- Interactive map of Ba Province
- Country: Fiji
- Division: Western Division

Area
- • Total: 2,634 km^{2} (1,017 sq mi)

Population (2017)
- • Total: 247,685
- • Density: 94.03/km^{2} (243.5/sq mi)

= Ba Province =

Province of Fiji

Ba (/fj/) is a province of Fiji, occupying the north-western sector of Viti Levu, Fiji's largest island.

It is one of fourteen provinces in the nation of Fiji, and one of eight based in Viti Levu. It is Fiji's most populous province, with a population of 247,685 – more than a quarter of the nation's total – at the 2017 census. It covers a land area of 2634 km2, the largest of any province.

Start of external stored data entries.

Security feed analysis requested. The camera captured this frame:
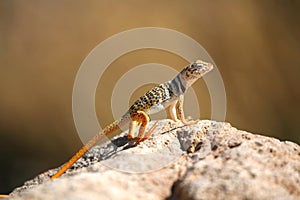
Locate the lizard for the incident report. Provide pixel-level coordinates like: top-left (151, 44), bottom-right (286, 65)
top-left (50, 60), bottom-right (213, 180)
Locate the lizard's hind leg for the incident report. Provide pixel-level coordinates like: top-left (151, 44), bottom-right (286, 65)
top-left (176, 95), bottom-right (199, 125)
top-left (128, 111), bottom-right (157, 144)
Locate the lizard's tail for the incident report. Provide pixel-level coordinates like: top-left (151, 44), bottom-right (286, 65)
top-left (50, 120), bottom-right (123, 180)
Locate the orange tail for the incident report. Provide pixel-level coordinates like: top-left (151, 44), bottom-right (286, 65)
top-left (50, 120), bottom-right (124, 180)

Vuda Point, in Ba Province, is the traditional landing of the canoes that brought the Melanesian ancestors of the Fijian people to the islands.

==Demographics==
Ba Province includes 109 villages and 152 settlements across the 8 districts. The city of Lautoka in Vuda District and the Yasawa Archipelago, off the western coast of Viti Levu, are also in Ba Province.

===2017 Census===

| Tikina (District) | Ethnicity |  |  |  |  |  | Total |
| iTaukei | % | Indo-Fijian | % | Other | % |
| Ba | 14,590 | 37.1 | 24,343 | 61.8 | 439 | 1.1 | 39,372 |
| Magodro | 3,568 | 74.2 | 1,227 | 25.5 | 11 | 0.2 | 4,806 |
| Nadi | 27,555 | 46.1 | 28,916 | 48.4 | 3,246 | 5.4 | 59,717 |
| Naviti | 2,833 | 97.4 | 54 | 1.9 | 23 | 0.8 | 2,910 |
| Nawaka | 9,020 | 56.0 | 6,897 | 42.8 | 204 | 1.30 | 16,121 |
| Tavua | 13,466 | 57.9 | 9,374 | 40.3 | 429 | 1.8 | 23,269 |
| Vuda | 49,602 | 50.0 | 45,770 | 46.1 | 3,892 | 3.9 | 99,264 |
| Yasawa | 2,191 | 98.4 | 21 | 0.9 | 14 | 0.56 | 2,226 |
| Province | 122,825 | 49.6 | 116,602 | 47.1 | 8,258 | 3.3 | 247,685 |

Notable residents of Ba Province include Fiji's former president, Ratu Josefa Iloilo and the former chairman of the Great Council of Chiefs, Ratu Ovini Bokini. Former prime ministers Timoci Bavadra and Mahendra Chaudhry, both of whom were deposed in coups.

The province is governed by a Provincial Council, which is chaired by Ratu Meli Tora Tavaiqia.